The definition of the air quality indicator is given as ‘the mortality effect of anthropogenic particulate air pollution (measured as fine particulate matter, PM2.5 ) per 100,000 population’. This will be expressed as both attributable deaths (premature deaths) and years of life lost associated with these attributable deaths. A new body, Public Health England, will crunch the numbers to produce the indicator.

The inclusion of this indicator has two quite fundamental repercussions for how air quality is managed in England. The first and most obvious is the extra resources it will bring to local action on air quality. Local authorities in England currently work on air quality management through the mandatory Local Air Quality Management (LAQM) regime.

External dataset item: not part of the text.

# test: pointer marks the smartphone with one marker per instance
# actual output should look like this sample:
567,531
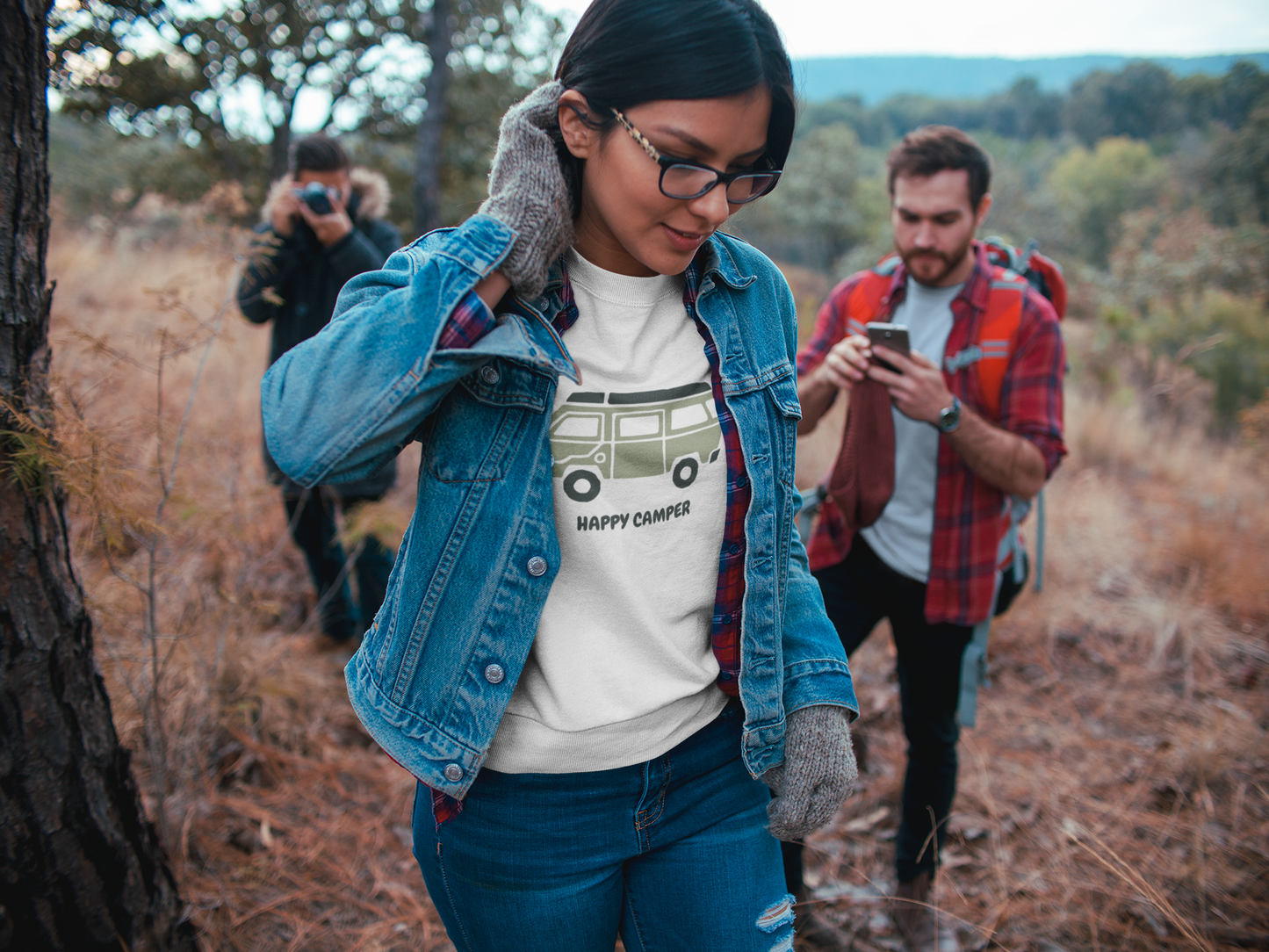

Based in district/ borough level authorities LAQM has proved very good at identifying areas of high pollution but much less effective at doing anything about them, a situation exacerbated by chronic under-resourcing in many local authorities.

The inclusion of air quality in the new outcomes framework promises to change that. Not only will it bring new financial resources to efforts to improve air quality, but by highlighting the health impacts of air pollution it will end the befuddlement of local authority elected members by talk of micrograms of pollution, sources and receptors. Instead they’ll be provided with hard numbers for the health impacts of air pollution on the public in their area – a far more powerful figure to draw a compelling case for action.

This leads nicely on to the second repercussion of the new indicator. Air quality management in the UK is currently focused on the ‘input’, or the concentration of the pollutants in the air. The system is drawn from EU rules, which instantly alienate the UK’s Eurosceptic majority, and exists in a bubble of scientific language which confuses 90% of the rest. The new indicators suggest a move (at the local level at least) to focusing on the ‘health output’, or the impact of air pollution on people’s health.

There are of course some questions that need to be answered before the new system comes into effect. The obvious one is whether the current system of LAQM continues alongside work on the new health based indicator. Whist a twin track approach is potentially wasteful, the new indicator has a narrow focus on the pollutant PM2.5 only and some system of management for other pollutants is therefore essential.

The other obvious question is how a local air quality management system focused on health outcomes is married to a national system that is still rooted in pollutant concentrations. The national system of air quality management is based on the requirement to meet EU rules, and it is unlikely that these are going to change to a system based on health outcomes anytime soon.

However, whilst there’s still work to do air quality professionals should be celebrating a quiet victory here, one that no doubt involved some significant lobbying of the Department of Health by other branches of Government. We can look forward to a future where not only is there likely to be more local resources dedicated to improving air quality but also one where more people, including our elected representatives, understand that improving the quality of the air we breathe has enormous benefits to our health.